Besides LIV Golf causing upheaval to his favorite sport, Stillman’s attention centered on the potential political motivations of the Saudi Arabian government funding such a sports league. The term to describe this modern form of soft power is “sportswashing,” where nations with a questionable human rights record use sports to launder their reputations in a more positive light.
“It’s a way to improve your image as a nation,” Stillman said. “Countries can say, ‘Look at all the good we’re doing for the world and for sports.’”
Stillman is no stranger to rigorous study. Two years ago, he performed data entry and research for an academic paper from the political science faculty on COVID-19 outcomes, landing him a co-author byline on the paper.
Bradley students often receive opportunities to collaborate closely with faculty, especially in the political science and international studies department. Department chair R. Craig Curtis noted that several members of the department have ongoing research projects well-suited for student participation and that translates well into the workplace and into graduate school.
“Students who do this kind of work are better prepared for work in jobs that involve data analysis, and they are certainly better prepared for graduate programs in a variety of disciplines,” Curtis said.
For his senior honors project, Stillman decided to analyze recent instances of sportswashing by researching each country’s GDP and human rights rating before, during and after the sportswashing occurred.
While sportswashing is the en vogue term for this phenomenon, Stillman discovered it’s not a new tactic.
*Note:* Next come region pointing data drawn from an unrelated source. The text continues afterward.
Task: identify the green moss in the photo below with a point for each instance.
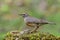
(33, 36)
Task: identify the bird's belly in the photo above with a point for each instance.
(30, 24)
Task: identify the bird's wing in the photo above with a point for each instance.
(32, 19)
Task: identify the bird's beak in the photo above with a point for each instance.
(20, 14)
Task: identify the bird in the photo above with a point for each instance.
(34, 22)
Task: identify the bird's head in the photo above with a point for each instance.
(24, 15)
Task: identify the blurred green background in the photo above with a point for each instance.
(9, 10)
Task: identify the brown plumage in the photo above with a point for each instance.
(34, 22)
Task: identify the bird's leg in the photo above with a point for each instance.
(35, 29)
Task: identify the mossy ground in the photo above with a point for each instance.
(15, 35)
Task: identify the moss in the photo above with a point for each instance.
(15, 35)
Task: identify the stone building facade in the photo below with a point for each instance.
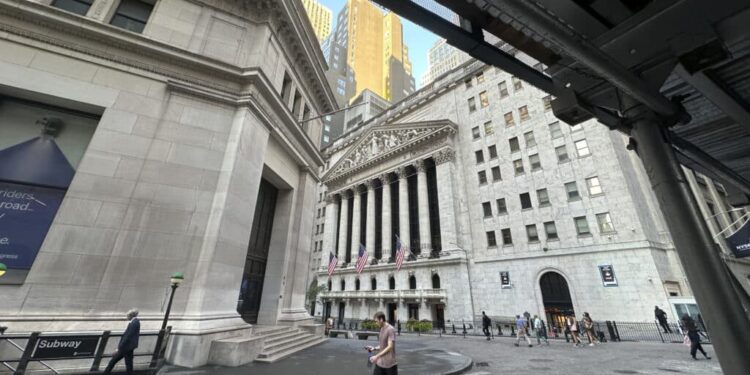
(180, 121)
(506, 208)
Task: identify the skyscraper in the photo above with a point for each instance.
(320, 17)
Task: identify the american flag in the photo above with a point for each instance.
(362, 259)
(400, 253)
(332, 260)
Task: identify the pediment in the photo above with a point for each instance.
(386, 141)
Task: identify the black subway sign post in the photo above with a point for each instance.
(51, 347)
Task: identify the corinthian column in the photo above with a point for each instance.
(387, 236)
(370, 223)
(423, 207)
(356, 224)
(403, 207)
(343, 226)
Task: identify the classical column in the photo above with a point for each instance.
(356, 223)
(370, 223)
(343, 226)
(385, 230)
(423, 206)
(403, 207)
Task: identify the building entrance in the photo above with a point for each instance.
(556, 299)
(257, 253)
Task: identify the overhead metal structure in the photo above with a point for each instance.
(673, 74)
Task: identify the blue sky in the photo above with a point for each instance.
(416, 38)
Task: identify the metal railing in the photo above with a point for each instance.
(27, 344)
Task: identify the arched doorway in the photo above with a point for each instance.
(556, 298)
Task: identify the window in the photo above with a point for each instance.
(472, 105)
(517, 84)
(514, 145)
(487, 208)
(536, 164)
(542, 197)
(507, 238)
(489, 128)
(523, 112)
(503, 89)
(484, 100)
(132, 15)
(525, 201)
(547, 102)
(509, 121)
(562, 154)
(529, 138)
(582, 226)
(582, 148)
(74, 6)
(554, 130)
(501, 207)
(482, 177)
(550, 230)
(595, 188)
(493, 151)
(605, 223)
(572, 190)
(531, 233)
(491, 241)
(480, 156)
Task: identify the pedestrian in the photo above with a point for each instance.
(128, 343)
(486, 323)
(693, 335)
(588, 326)
(385, 360)
(521, 325)
(573, 328)
(541, 330)
(661, 317)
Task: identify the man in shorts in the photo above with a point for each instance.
(385, 360)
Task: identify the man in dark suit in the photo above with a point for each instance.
(128, 343)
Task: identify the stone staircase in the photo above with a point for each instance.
(279, 342)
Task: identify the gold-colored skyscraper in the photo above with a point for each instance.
(320, 18)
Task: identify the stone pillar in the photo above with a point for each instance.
(356, 224)
(343, 226)
(403, 208)
(425, 238)
(329, 233)
(387, 236)
(370, 223)
(446, 191)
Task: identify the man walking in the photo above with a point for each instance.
(128, 343)
(661, 316)
(486, 323)
(385, 360)
(521, 325)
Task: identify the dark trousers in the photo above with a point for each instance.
(117, 357)
(385, 371)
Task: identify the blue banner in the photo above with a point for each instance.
(739, 242)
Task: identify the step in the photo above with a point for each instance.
(277, 356)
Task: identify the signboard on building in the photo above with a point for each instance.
(608, 275)
(739, 241)
(51, 347)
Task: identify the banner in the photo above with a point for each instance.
(739, 242)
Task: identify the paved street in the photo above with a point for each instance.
(499, 356)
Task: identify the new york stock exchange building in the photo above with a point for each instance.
(502, 207)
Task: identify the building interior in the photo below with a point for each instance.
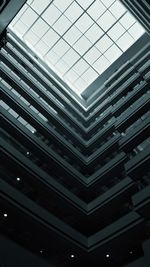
(74, 135)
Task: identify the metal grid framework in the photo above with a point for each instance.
(78, 39)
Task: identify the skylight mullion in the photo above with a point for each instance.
(84, 41)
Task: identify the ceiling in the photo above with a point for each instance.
(78, 40)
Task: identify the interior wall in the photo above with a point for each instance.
(144, 261)
(13, 255)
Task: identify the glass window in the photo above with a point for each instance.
(66, 33)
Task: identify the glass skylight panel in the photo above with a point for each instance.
(51, 14)
(62, 67)
(50, 37)
(92, 55)
(113, 53)
(96, 10)
(82, 45)
(94, 33)
(117, 9)
(104, 43)
(39, 5)
(85, 4)
(107, 3)
(116, 31)
(101, 64)
(73, 12)
(72, 35)
(106, 21)
(61, 25)
(61, 47)
(40, 27)
(125, 41)
(136, 30)
(80, 66)
(71, 57)
(84, 22)
(127, 20)
(78, 40)
(62, 5)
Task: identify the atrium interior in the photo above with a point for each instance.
(75, 123)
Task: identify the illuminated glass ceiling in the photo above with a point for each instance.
(78, 39)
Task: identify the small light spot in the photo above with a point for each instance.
(72, 256)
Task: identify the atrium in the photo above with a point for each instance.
(75, 145)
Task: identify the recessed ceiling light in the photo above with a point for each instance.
(72, 256)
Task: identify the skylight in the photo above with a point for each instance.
(79, 39)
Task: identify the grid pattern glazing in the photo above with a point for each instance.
(78, 39)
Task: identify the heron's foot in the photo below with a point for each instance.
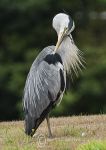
(50, 136)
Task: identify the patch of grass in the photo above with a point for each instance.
(93, 145)
(68, 132)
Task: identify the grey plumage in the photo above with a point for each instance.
(46, 80)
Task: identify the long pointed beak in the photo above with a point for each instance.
(60, 38)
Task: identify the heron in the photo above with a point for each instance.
(46, 80)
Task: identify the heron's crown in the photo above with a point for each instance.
(61, 21)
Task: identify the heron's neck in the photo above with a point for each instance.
(69, 54)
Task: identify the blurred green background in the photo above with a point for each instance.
(26, 28)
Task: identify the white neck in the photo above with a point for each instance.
(70, 55)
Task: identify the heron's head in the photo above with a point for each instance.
(64, 25)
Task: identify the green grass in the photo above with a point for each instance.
(70, 133)
(93, 145)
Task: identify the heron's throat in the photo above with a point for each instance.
(70, 54)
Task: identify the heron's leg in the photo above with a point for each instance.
(48, 124)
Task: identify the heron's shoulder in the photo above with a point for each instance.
(41, 56)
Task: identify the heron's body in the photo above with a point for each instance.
(46, 81)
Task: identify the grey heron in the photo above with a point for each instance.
(46, 81)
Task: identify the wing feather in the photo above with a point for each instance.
(41, 90)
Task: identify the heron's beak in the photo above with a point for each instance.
(60, 38)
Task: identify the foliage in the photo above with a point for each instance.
(94, 145)
(25, 29)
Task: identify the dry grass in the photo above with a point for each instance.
(68, 132)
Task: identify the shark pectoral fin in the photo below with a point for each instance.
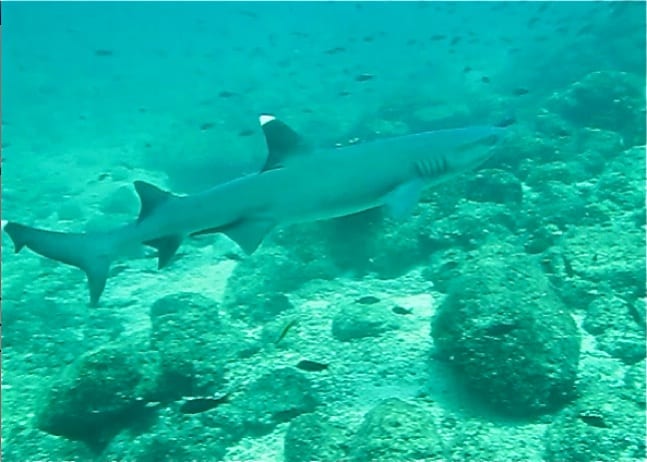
(166, 248)
(402, 200)
(151, 197)
(282, 142)
(248, 234)
(96, 271)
Its first use may have been the original Olympics, in which an Athenian politician hoped his nation’s dominance in chariot racing would scare the increasingly assured Spartans.
More recent examples of sportswashing include Russia holding the World Cup in 2018, China hosting the Winter Olympics 2022 and Qatar serving as the host nation for the World Cup only a few months ago.
Among the countries Stillman analyzed — Saudi Arabia, China, Russia and Brazil — he found sportswashing didn’t produce the intended positive outcomes. It may provide a short-term bounce in reputation; if anything, he posited sportswashing may further advance negative perceptions of a country from the scrutiny aimed at a nation during these large global events.
Despite these findings, Stillman doesn’t believe the practice will slow down. In addition to LIV Golf, the Saudi PIF recently purchased a Premier League soccer team and plans to bid for a future Winter Olympics.
“Sports are meant to unite, especially global sports, but I think they might be a more dangerous tool in the future.”